Though Republicans interviewed various potential candidates, they appeared committed to Corwin from the outset. She impressed GOP leaders with her ability to self-finance her campaign and to snare the Conservative and Independence parties' lines, as well as with a conservative voting record in the Assembly expected to appeal to a Republican-dominated district consisting largely of suburban and rural voters.
This week, Corwin won the backing of the Buffalo Niagara Partnership, with Andrew J. Rudnick, Partnership president, calling her "hands-down the best candidate the business community can hope to see in this seat."
Some local and state Democrats are not embracing Hochul's entry into the race with open arms.

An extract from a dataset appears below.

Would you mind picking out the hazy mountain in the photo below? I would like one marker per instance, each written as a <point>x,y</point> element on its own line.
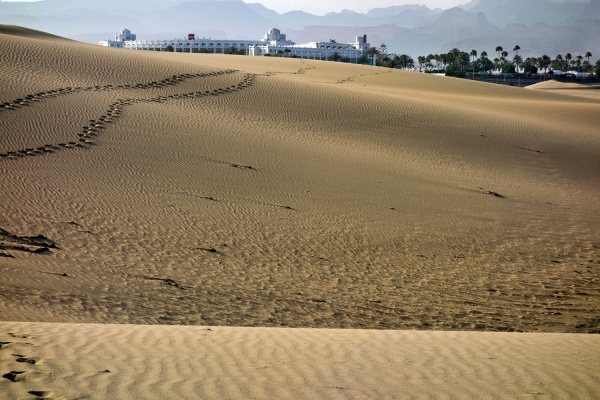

Several sources say Leonard R. Lenihan, chairman of the Erie County Democratic Party, would much rather see her challenge Collins, especially after internal polls showed her faring well against him.
Statewide Democrats preferred that she concentrated her resources and energy on a county executive race they saw as much more winnable.
"Nobody wants her to run this race," one statewide Democrat said recently.
Several other top Democrats also are known to have counseled Hochul against entering the congressional race. They point to Corwin's advantage in money, three lines on the ballot and registration in a district with about 27,000 more Republicans than Democrats.
Hochul has received little encouragement from the Democratic Congressional Campaign Committee, the panel charged with electing Democrats to the House of Representatives. While skeptical of her ability to win in such a tough district, they and other Democrats also express concern in the event she wins.
They point out that reapportionment most likely will eliminate one Western New York seat in the House and that Hochul might wind up in the unenviable situation of being placed in a Democratic district now represented by Louise M. Slaughter of Fairport or Brian Higgins of Buffalo.
But Hochul has been actively raising money, is encouraged by the potential for split votes by the presence of minor party candidates on the ballot and is buoyed by her 80 percent vote in her 2010 re-election as clerk.
Jack Davis, the Clarence industrialist who ran for the seat three times as a Democrat, is collecting petitions to run on an independent line again this year, as is Iraq War veteran David Bellavia of Batavia.